Any one of those factors can trigger code P0520. So attending to them may help resolve the code.

Furthermore, during diagnosis, keep in mind that engines generally have two or more oil pressure switches. They are often distinguished by color or any other outstanding characteristic. DO NOT interchange them as you may damage the entire engine.

Tips On How to Avoid Getting the P0520 Code

This code relates to the maintenance of the oil pump more than anything else. You’re likely to avoid it if you properly care for your oil tank and the engine in general. Here are the most essential things to do:

  • Always use the right oil for your car. You’ll find the recommended viscosity (and possibly brand) in your car’s TSB.
  • Make sure that there’s enough oil in the tank – not too much and not too little. There’s a recommended minimum and maximum for each car; be sure to check when filling the oil.
  • Inspect the oil pressure sensor circuit regularly. You don’t have to do it daily or weekly, just about three or four times a year. Ensure that there are no loose connections, the wires are not broken and connectors fit properly.
  • Scan for codes as often as you can. This will help you catch the P0520 as soon as it pops up. Early diagnosis and fixing may help save the entire engine.
  • Clean your car’s engine. At times this code may be triggered due to a problem in an entirely different part of the engine. In other words, avoiding general engine problems is one way of avoiding code P0520.

To Sum Everything Up…

Diagnostic trouble code P0520 is not a very serious one, just grab the best OBD2 scanner. It indicates a connection problem in the oil pressure sensor circuit. So if you get it, don’t panic. Simply follow the diagnosis and repair procedure above and your car will be fine. 

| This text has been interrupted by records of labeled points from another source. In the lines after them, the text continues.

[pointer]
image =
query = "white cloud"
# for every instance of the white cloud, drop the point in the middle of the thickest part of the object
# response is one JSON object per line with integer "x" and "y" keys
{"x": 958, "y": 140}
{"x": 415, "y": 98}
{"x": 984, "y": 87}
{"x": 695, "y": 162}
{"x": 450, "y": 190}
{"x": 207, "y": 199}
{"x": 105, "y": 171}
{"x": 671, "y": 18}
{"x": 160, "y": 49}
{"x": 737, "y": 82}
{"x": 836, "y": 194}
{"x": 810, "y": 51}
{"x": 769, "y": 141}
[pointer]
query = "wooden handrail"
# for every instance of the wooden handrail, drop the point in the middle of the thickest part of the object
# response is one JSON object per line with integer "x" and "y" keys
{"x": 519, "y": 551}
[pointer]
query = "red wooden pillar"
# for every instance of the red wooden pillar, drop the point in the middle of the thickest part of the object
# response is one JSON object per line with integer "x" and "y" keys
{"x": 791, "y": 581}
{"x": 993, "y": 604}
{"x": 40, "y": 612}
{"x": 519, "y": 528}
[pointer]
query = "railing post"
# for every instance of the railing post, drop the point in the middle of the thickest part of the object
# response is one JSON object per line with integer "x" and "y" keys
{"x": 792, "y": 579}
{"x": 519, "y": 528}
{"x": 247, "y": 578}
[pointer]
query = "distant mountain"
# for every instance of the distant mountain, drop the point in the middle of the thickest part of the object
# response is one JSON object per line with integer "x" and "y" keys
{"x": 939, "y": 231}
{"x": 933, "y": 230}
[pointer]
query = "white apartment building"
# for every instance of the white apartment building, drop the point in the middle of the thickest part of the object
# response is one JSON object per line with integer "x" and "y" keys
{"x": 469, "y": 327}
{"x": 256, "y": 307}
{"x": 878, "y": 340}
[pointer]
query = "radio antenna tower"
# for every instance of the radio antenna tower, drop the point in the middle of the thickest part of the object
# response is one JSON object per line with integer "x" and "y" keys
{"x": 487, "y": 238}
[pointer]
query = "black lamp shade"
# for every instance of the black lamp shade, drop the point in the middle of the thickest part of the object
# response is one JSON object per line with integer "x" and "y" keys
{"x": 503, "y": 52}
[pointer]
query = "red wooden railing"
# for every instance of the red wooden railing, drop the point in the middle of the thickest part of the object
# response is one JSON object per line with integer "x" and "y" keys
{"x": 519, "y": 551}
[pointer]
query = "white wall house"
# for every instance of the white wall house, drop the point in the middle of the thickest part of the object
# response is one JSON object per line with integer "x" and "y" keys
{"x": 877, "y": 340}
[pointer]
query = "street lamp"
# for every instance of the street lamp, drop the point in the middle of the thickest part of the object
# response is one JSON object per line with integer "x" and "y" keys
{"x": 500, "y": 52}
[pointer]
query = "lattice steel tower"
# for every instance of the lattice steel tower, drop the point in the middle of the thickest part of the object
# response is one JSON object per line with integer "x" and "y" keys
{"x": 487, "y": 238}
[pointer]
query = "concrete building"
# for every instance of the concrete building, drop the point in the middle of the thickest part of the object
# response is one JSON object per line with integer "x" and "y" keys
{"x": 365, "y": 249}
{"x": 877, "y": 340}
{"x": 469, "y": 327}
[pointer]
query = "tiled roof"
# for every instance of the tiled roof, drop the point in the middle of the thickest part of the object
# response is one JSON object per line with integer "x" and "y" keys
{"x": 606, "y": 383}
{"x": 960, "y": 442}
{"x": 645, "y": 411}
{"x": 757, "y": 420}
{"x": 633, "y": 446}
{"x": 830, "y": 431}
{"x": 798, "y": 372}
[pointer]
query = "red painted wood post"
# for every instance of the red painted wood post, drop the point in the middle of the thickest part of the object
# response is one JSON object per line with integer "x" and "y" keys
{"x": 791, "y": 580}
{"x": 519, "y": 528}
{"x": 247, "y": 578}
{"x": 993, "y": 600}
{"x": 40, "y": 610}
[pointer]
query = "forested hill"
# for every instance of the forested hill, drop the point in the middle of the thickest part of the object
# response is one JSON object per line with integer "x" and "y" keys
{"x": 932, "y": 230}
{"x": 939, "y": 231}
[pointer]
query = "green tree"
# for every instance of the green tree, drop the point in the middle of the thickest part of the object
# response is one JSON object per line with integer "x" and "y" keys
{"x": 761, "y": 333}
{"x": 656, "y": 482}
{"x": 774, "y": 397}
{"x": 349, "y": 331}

Having said that, it’s important to emphasize that the code could be a symptom of a more serious problem. You’ll know if there’s more to it by observing the oil light on the dash. Generally speaking, a red oil light indicates something serious.

Pull codes to see which ones are listed alongside P0520. That will tell you what you’re dealing with. For example, if you get a P0520 and P2105, then it means that the PCM is failing.

While it’s possible to diagnose and fix code P0520, do not attempt if you’re not confident about your DIY skills. It’s never a bad idea to consult a professional mechanic. Most will charge under $100 for a diagnosis and $75 to $150 per hour to fix the code.